Wajah Naila langsung memerah. Wanita itu tidak menyangka jika putrinya telah mendapatkan perlakuan buruk dari laki-laki yang selama ini ia anggap baik.
"Bapak bilang apa tadi?" Dada wanita itu bergemuruh hebat mendengar pengakuan dari satpam tadi. Siapa sih yang rela putrinya di perlakukan seperti itu?

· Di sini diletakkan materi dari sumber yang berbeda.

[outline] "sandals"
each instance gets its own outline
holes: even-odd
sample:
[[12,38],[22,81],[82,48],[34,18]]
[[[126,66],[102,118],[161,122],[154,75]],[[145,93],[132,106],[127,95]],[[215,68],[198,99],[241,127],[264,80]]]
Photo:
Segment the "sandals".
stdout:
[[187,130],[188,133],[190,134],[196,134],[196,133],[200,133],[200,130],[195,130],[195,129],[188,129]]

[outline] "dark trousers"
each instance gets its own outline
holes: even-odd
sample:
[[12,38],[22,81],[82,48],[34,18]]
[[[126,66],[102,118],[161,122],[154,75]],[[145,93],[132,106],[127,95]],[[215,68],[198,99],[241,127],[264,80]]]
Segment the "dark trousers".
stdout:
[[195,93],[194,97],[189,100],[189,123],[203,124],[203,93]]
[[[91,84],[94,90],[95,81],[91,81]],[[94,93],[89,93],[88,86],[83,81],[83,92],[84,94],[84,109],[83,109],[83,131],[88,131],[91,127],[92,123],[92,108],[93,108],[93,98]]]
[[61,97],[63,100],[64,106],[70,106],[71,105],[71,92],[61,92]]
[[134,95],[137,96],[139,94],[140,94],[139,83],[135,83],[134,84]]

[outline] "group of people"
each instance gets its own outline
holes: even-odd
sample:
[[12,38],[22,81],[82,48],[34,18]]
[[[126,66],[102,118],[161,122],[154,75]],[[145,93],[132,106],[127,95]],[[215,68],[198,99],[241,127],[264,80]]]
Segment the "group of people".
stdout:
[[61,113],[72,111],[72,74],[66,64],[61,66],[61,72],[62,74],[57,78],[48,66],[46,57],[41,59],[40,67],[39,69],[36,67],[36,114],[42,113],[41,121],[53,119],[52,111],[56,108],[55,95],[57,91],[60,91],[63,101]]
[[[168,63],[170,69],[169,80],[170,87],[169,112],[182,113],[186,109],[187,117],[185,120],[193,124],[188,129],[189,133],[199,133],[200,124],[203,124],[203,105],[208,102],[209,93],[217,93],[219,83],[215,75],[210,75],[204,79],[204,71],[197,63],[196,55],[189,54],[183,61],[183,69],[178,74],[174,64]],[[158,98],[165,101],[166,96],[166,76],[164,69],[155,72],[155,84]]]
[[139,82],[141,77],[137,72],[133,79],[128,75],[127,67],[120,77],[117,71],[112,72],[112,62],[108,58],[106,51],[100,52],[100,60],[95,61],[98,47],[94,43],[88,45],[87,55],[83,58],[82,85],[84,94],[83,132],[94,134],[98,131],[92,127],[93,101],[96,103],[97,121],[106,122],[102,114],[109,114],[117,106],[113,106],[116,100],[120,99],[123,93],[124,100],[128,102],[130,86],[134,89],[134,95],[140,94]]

"Memangnya putri Ibu belum menceritakan apa yang terjadi di sini? Atau, memang sengaja menyembunyikannya karena tidak ingin sampai ibunya kecewa?" Satpam itu malah semakin menyulut amarah Naila, hingga rasanya wanita itu ingin marah dan menghancurkan apapun yang ada di depannya.
Sedangkan dari dalam sana terlihat dua orang pria yang berpakaian rapi tengah berjalan menuju kearah gerbang. Yusuf nampak terkejut sekali melihat kedatangan mantan calon mertuanya itu.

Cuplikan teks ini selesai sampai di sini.